Location
- 1340 West Harrison Street Chicago, Illinois 60607 United States

Information
- Type: Public primary school
- School district: Chicago Public Schools
- Grades: K-8
- Enrollment: 506 (2020-21)
- Website: www.cps.edu/schools/schoolprofiles/chicago-world-language-academy

= Chicago World Language Academy =

School in Chicago, Illinois, US

The Chicago World Language Academy was opened in 1894 to serve children from the crowded tenement community surrounding the Polk Street Station port of entry for immigrants. That year was started one of the first public schools kindergartens in Chicago, Illinois.
Since 1981 this school has offered foreign language instruction to Chicago's students. In 1988, the Chicago World Language Academy moved into a new and up-to-date facility.

==History==

The school opened in 1894 at what is now 820 South Carpenter Street. In 1989 the school moved to a new building at 1340 West Harrison Street. That location, a century prior, had been the first West Side Park, home of the baseball club now known as the Chicago Cubs.
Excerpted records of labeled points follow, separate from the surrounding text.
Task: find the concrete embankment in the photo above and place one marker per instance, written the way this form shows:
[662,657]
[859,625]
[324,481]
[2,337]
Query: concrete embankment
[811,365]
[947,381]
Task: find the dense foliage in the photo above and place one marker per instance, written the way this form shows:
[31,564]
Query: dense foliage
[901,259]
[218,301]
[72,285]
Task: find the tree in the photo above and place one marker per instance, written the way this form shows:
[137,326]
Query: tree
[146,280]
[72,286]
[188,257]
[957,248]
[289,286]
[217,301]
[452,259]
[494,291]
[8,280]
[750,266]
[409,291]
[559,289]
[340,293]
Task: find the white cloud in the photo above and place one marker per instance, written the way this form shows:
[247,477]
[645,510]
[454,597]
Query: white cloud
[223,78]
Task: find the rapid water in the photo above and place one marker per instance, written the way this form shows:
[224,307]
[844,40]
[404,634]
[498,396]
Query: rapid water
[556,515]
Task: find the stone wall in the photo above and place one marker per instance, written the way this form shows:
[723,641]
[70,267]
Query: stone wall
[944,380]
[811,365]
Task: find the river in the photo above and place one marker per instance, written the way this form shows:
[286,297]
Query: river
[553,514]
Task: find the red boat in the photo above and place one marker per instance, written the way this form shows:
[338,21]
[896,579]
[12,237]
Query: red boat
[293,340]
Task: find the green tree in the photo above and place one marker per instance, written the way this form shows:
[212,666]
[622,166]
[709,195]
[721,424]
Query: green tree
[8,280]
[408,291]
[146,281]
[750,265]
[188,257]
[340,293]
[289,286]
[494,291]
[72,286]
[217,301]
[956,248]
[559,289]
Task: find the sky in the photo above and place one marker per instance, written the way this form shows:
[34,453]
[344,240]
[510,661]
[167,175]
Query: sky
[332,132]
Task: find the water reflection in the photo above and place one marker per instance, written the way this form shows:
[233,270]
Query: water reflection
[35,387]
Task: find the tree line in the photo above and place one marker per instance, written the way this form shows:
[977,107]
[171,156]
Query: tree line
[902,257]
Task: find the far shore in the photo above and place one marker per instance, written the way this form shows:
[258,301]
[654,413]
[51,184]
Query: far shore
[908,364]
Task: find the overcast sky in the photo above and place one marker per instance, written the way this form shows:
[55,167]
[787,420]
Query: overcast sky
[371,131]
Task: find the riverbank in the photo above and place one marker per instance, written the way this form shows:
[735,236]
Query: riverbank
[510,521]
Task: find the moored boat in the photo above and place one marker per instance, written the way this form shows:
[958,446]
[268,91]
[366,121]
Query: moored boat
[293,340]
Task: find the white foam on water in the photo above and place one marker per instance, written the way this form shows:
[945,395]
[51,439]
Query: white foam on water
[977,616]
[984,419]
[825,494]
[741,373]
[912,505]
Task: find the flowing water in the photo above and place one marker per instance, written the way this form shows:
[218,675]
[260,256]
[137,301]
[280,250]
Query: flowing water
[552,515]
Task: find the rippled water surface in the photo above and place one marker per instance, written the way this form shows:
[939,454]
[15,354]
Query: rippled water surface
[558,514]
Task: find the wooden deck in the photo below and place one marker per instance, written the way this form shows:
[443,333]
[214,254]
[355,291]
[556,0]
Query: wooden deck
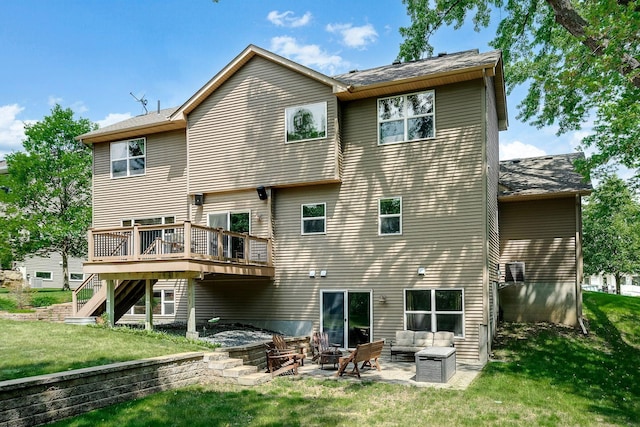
[174,251]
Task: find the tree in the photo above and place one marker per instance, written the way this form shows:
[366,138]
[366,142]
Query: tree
[48,203]
[611,227]
[581,59]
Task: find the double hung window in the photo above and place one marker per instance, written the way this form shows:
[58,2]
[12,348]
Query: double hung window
[406,117]
[434,310]
[314,218]
[163,303]
[390,216]
[128,158]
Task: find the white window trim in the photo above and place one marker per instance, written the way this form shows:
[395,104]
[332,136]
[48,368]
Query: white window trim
[433,313]
[131,311]
[380,216]
[50,279]
[163,218]
[76,280]
[286,123]
[405,118]
[128,175]
[302,219]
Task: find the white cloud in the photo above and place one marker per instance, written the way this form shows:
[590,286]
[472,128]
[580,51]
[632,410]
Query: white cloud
[354,37]
[519,150]
[113,118]
[11,129]
[310,55]
[54,100]
[288,19]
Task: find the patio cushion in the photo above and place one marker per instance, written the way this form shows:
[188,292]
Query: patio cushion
[443,339]
[404,338]
[405,349]
[423,339]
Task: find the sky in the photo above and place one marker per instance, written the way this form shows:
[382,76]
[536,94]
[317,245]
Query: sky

The Andrew Jackson Language Academy was renamed to The Chicago World Language Academy in May 2020 due to concerns of being associated with Andrew Jackson, who participated in the slave trade and owned over 300 slaves in his lifetime.

==Languages==

The Chicago World Language Academy provides curriculum in four foreign languages. They are Japanese, French, Spanish, and Chinese.

==Grades==

The Chicago World Language Academy offers kindergarten through eighth grade. Each grade has two classes and two teachers. An exception is 4th 5th 6th 7th and 8th graders. They have a teacher for each subject. Classes normally have around 27/28 children each.